To George Washington from Gouverneur Morris, 5 June 1795

From Gouverneur Morris

Altona [Germany] 5 June 1795

My dear Sir

This will accompany my last of the 30 Decr. Within these two Days I have receivd Duplicates of the Letters to which it replies1 Accept I pray you my Thanks for that Attention. A many little Things have detaind me here since the Navigation opened but the Day after Tomorrow I shall I trust embark for London. I will take the Liberty of writing to you from that City on the State of Things as they shall then appear. I can say nothing better on the Peace with Prussia than what a french Valet de Chambre wrote from Paris to his master in this Country.2 “It was necessary that his prussian Majesty should make Haste to save our Dignity for in three Months we should have been on our knees to beg Peace from the Allies on any Terms they might prescribe.” I long since gave you an Idea of the Cabinet in that Country.3 I omitted perhaps the word Corruption & if so you may write it in Capitals but the Half Way Talents of Prince Henry may be considered as one Cause of that measure which will I think tend in its Consequence,4 to melt down the Colossus raisd by the great Frederic. I consider Holland as a ruin’d Country more especially if the War should continue for two Years longer and Britain will suck up that Commerce which formerly flowed thro so many Channels to Amsterdam.5 It seems probable also that the War will ere long be felt in this quarter of Europe but I suspend all further Observations for the present and the rather as I am just return’d from a Tour thro this Dutchy and am packing up for my Departure. Adieu my dear Sir I am truly yours

Gouvr Morris

ALS, DLC:GW; LB, in Morris’s hand, DLC: Gouverneur Morris Papers.

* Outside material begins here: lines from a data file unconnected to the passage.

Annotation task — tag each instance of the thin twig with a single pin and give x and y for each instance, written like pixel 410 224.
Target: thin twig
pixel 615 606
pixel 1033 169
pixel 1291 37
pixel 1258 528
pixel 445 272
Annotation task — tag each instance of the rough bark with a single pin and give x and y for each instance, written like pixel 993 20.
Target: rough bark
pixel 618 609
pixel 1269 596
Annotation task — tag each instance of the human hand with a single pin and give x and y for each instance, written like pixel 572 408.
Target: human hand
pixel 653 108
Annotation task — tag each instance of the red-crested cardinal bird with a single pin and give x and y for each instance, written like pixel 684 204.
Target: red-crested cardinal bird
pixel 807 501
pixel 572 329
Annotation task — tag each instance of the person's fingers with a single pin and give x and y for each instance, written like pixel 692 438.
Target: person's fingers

1Morris referred to GW’s letters to him of 19 and 25 June 1794.

2Prussia and the Republic of France signed a treaty that ended Prussia’s participation in the War of the First Coalition and ceded lands to France on the left side of the Rhine River.

4Friedrich Heinrich Ludwig (“Prince Heinrich”; 1726–1802) was the younger brother of Frederick II (the Great) of Prussia. At age 14 he joined the Prussian army as a colonel and participated in the Silesian Wars and the Seven Years’ War. After 1763, Prince Heinrich served as a Prussian diplomat and helped arrange the First Partition of Poland in 1772. Evidence suggests that Nathaniel Gorham, president of the Continental Congress, may have briefly corresponded with Prince Heinrich in 1786 on his possible service as president or king of the United States. Beginning that same year, Prince Heinrich acted as advisor to the successors of Frederick the Great—Frederick William II and, in 1797, Frederick William III.

5For events in the Netherlands, see Benjamin Franklin Bache et al. to GW, 11 April, n.1; and Edmund Randolph to GW, 20 April, n.4, and 26 April, notes 4 and 5.